I think it might be true to say the threat of Capitalism has been around for a very long time - hence the determination of the Church to suppress usury, but to say it actually has been in existence for more than about five or six hundred years is incorrect.

In Das Kapital, Marx puts the birth of Capitalism as that moment when private individuals began creating money themselves and lending it at interest. Its likely that this began in Italy during the 14th century.

Of course, people had lent wealth themselves at interest long before the 14th century - the practice created havoc in ancient Sumeria and we have plenty of accounts of it in the Old Testament. Later, when coin was invented, we have plenty of accounts of it being lent out at interest - from ancient Greece to Rome. But here, wealthy people were lending coin they had received from the state. The amount of coin entering the economy tended to lag the actual production of the economy, so that a great deal of trade was done either on credit or as forms of barter. At all times the money supply, in coin, was considerably less than the total value of actual social production.
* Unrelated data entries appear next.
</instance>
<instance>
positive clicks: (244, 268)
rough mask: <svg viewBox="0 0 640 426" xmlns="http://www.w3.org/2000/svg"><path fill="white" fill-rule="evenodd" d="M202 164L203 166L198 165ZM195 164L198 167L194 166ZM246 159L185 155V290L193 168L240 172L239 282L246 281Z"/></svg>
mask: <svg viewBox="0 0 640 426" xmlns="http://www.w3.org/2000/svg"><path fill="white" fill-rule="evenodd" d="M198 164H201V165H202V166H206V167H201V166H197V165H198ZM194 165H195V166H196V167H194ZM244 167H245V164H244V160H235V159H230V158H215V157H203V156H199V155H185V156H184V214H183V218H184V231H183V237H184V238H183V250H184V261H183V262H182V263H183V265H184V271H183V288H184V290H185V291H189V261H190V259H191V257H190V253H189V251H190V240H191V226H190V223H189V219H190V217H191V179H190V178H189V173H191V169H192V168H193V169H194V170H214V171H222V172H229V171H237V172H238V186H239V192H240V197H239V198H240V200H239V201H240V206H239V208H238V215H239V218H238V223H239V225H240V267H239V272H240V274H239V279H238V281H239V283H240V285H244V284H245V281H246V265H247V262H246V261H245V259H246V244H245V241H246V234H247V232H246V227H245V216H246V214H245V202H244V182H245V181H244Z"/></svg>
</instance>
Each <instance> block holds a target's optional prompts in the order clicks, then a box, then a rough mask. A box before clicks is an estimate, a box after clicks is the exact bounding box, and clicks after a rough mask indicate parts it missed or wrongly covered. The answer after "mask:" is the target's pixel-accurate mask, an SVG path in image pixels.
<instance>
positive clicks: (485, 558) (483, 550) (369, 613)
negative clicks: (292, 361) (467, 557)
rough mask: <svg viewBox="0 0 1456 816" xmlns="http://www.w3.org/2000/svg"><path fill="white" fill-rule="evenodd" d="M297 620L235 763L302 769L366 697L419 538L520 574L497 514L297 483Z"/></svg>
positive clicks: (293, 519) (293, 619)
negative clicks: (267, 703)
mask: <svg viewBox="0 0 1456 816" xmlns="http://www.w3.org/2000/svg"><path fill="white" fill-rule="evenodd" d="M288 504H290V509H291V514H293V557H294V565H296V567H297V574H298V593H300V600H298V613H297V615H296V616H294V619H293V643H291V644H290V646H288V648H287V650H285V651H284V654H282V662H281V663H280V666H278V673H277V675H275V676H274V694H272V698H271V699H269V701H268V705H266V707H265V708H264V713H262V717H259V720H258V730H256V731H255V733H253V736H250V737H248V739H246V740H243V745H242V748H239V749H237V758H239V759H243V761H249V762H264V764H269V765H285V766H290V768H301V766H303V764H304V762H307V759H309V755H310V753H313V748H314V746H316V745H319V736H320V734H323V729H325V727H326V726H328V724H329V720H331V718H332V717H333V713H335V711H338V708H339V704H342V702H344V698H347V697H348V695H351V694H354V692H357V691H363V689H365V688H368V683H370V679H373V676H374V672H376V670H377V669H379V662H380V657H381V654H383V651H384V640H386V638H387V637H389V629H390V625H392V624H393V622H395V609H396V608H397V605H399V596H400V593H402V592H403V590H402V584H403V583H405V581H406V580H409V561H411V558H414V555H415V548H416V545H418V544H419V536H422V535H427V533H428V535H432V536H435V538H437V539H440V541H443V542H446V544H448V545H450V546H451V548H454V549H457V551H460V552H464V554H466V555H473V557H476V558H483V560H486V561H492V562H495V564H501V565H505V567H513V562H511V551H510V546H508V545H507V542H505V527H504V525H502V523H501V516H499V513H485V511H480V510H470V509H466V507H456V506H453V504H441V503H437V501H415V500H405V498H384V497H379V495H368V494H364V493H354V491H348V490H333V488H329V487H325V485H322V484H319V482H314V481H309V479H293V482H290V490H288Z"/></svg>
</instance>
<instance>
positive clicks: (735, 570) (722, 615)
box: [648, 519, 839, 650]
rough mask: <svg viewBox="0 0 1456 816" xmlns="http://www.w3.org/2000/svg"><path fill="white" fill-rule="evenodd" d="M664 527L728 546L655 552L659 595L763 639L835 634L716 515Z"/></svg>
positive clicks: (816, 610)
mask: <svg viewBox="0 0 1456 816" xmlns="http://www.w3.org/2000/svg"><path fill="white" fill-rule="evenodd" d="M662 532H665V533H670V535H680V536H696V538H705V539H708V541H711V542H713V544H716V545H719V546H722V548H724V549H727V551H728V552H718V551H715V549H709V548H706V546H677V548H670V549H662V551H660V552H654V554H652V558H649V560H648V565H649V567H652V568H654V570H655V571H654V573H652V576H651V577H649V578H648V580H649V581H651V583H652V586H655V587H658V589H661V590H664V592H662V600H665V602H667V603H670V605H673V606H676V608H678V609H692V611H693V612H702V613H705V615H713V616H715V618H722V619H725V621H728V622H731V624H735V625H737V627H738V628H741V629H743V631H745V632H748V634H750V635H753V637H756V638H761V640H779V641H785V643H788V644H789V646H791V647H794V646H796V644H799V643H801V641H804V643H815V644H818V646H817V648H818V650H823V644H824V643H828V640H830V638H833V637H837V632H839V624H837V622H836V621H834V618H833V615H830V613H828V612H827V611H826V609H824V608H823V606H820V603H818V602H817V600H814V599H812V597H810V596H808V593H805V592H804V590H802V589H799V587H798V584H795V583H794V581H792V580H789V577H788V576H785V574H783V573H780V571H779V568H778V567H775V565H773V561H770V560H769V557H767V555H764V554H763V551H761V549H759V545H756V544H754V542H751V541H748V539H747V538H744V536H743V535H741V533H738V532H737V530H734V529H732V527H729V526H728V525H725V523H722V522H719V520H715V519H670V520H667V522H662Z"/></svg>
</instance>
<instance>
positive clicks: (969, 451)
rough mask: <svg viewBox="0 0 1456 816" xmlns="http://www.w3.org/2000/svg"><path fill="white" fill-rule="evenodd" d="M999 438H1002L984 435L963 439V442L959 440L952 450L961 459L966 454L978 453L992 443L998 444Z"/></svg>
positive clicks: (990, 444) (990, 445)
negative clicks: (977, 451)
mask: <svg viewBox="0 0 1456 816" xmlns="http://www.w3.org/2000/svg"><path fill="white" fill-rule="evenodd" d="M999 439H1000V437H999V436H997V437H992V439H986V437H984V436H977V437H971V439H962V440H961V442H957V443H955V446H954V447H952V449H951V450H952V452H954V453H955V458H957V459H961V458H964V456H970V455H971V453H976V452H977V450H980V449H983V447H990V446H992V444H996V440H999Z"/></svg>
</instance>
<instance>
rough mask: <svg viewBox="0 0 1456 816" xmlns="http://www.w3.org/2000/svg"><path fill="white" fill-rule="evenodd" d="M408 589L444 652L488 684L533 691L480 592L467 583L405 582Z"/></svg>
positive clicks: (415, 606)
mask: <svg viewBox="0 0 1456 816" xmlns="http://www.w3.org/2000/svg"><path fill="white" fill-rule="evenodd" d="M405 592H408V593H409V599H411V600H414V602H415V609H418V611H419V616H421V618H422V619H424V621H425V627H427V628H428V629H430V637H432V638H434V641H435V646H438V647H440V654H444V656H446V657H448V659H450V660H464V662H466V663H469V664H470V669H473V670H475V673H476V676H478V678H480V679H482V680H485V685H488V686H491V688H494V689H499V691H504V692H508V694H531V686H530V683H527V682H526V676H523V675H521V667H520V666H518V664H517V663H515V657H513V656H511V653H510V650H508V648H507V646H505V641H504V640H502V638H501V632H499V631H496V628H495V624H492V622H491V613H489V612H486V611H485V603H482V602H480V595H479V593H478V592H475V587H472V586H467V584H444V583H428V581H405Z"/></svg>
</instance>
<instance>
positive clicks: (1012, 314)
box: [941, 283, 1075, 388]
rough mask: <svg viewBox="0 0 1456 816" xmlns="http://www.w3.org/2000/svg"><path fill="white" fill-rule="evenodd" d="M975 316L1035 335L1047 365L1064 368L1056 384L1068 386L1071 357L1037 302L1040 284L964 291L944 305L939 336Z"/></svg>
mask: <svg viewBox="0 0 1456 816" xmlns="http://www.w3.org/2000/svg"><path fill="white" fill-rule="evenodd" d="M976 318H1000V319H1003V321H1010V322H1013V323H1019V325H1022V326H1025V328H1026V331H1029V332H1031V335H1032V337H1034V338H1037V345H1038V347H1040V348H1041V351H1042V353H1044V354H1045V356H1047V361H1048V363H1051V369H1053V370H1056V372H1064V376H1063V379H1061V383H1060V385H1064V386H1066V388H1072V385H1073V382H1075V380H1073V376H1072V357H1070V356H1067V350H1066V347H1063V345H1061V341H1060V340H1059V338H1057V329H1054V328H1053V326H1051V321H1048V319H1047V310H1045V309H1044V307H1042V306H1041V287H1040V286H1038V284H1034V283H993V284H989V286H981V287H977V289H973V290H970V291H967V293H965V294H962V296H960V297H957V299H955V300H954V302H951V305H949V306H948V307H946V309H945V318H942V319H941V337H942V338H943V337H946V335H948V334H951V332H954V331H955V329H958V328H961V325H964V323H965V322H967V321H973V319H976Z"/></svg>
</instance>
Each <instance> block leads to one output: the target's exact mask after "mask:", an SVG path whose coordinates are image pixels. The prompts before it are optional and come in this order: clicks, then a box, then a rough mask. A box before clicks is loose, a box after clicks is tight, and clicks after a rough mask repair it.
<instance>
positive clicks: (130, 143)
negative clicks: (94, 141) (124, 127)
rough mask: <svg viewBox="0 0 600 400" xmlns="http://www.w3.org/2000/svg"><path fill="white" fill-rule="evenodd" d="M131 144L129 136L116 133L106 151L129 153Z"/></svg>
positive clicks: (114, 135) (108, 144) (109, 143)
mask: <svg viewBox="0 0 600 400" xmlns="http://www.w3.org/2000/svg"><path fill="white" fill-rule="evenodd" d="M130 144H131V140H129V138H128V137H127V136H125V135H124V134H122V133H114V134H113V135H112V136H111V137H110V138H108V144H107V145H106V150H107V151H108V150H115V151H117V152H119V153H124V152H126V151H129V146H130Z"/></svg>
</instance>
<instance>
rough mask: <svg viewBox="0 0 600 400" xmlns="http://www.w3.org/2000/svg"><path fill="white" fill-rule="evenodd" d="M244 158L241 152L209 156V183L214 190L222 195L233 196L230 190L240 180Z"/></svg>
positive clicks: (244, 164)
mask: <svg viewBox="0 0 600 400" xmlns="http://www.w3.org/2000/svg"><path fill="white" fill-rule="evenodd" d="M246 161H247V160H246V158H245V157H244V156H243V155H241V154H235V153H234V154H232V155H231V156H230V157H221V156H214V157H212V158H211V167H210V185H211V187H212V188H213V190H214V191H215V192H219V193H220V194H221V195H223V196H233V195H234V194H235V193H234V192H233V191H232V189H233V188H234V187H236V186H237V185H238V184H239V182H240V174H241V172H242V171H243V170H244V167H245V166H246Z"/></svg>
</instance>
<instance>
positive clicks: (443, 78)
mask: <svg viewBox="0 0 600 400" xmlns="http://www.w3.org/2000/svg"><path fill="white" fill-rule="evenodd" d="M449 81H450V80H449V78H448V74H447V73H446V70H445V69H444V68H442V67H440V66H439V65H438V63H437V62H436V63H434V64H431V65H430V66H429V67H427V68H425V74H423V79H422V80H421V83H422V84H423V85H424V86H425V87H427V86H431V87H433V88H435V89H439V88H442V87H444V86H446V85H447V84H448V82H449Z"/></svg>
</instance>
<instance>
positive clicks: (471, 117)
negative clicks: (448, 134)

In short, bankers could not lend money that the state had not coined, and even with interest on loans taken into account, the total finance capital could not exceed the total production of society.

Even with this restriction, these societies often managed to bring themselves to the point of collapse through debt.

However, everything changed, in the 1400s AD, when private bankers started to issue money as debt, i.e. they started to create money out of thin air on the promise that somebody would pay it back at interest. From then on, the money supply could be many times bigger than the actual production of a society, and that society could find itself in a position that it could never even pay back the interest, not to mind the principal.

This is the essence of Capitalism. It is the moment, as Marx put it, when capital became autonomous, i.e. when it was no longer directly connected to actual social production. Capital became its own logic and imperative, thus sidelining the Church and its morality, and ending the Feudal era. From then on, society ran to keep up with capital, rather than vice versa.